EDITORIAL: The controversial conversations

Following student protest and unrest at the University of Missouri last semester, the message was clear to students, faculty and everyone across the nation: we need to talk about race.

While racism remains prevalent in various forms everywhere, some have expressed worries about feeling safe while addressing these issues.

Students and faculty alike still squirm at he thought of today’s various forms of racism. And, as long as this injustice exists, the discomfort will never truly go away.

Because of this, we, the Editorial Board, believe we need a nuanced discussion of racism to address these issues.

The discussion of racism should be integrated through empathy into all aspects of our everyday lives, not only in a classroom.

Required classes devoted to discussing diversity can be ineffective.

Students would see those courses as requirements they only need to complete rather than getting more value from them.

In addition, some think racism always takes explicit forms like threats and slurs. But, in reality, things are hardly so easy to detect.

For this reason, our rhetoric should incorporate methods of teaching students how to handle these “gray area” situations.

Social events and initiatives with international focuses have brought students of different races together.

But E. Andre Thorn, 
director of the Multicultural Center at the University of Alaska Anchorage, has expressed concerns that students still self-segregate through these activities. “Rather than integrating these students into the fabric of the institutions, they created separate and distinct systems for them,” he said in a New York Times article.

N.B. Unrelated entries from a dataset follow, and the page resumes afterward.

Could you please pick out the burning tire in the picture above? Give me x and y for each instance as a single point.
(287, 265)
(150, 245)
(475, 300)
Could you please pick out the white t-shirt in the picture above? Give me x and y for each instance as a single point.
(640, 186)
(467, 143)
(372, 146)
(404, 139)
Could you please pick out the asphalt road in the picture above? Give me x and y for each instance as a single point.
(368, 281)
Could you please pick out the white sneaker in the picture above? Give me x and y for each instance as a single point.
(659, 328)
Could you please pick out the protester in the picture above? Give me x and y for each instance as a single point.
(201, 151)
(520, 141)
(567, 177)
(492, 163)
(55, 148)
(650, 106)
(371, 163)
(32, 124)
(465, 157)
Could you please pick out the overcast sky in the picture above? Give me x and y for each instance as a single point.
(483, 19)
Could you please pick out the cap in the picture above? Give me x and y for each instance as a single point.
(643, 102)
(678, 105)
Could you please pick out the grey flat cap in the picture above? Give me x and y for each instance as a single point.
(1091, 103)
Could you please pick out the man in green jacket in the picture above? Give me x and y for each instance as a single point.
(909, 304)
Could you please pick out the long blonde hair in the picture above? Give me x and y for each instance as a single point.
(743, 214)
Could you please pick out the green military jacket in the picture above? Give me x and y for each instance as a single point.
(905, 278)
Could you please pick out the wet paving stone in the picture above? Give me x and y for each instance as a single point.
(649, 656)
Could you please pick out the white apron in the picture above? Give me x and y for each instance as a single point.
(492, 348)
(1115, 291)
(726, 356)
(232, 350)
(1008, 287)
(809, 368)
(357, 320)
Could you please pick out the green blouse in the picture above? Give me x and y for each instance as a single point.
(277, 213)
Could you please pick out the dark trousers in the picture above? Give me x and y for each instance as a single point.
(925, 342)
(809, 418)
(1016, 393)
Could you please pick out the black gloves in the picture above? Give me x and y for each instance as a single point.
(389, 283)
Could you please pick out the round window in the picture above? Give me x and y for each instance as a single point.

This means students will only remain around people and views they’re familiar with instead of new ones.

In light of these difficulties, we believe our discussions of racism need the element empathy.

Through empathy, we can understand how different people look at the world.

A lack of empathy is a much more fundamental cause of racism than the percentage of minorities at 
universities.

Without empathy, we often look at our achievements, nationalities or other characteristics without proper context. This gives rise to racism we witness.

Students will also feel safer expressing their feelings while taking into account the reality of what those emotions mean.

This way, students can overcome the discomfort of “not feeling safe.”

In light of microaggressions, subconscious biases and similar cognitive tendencies, we can understand how to respond through an empathy to fight racism.

To have a better conversation, we need something deeper. We need a change in how we think.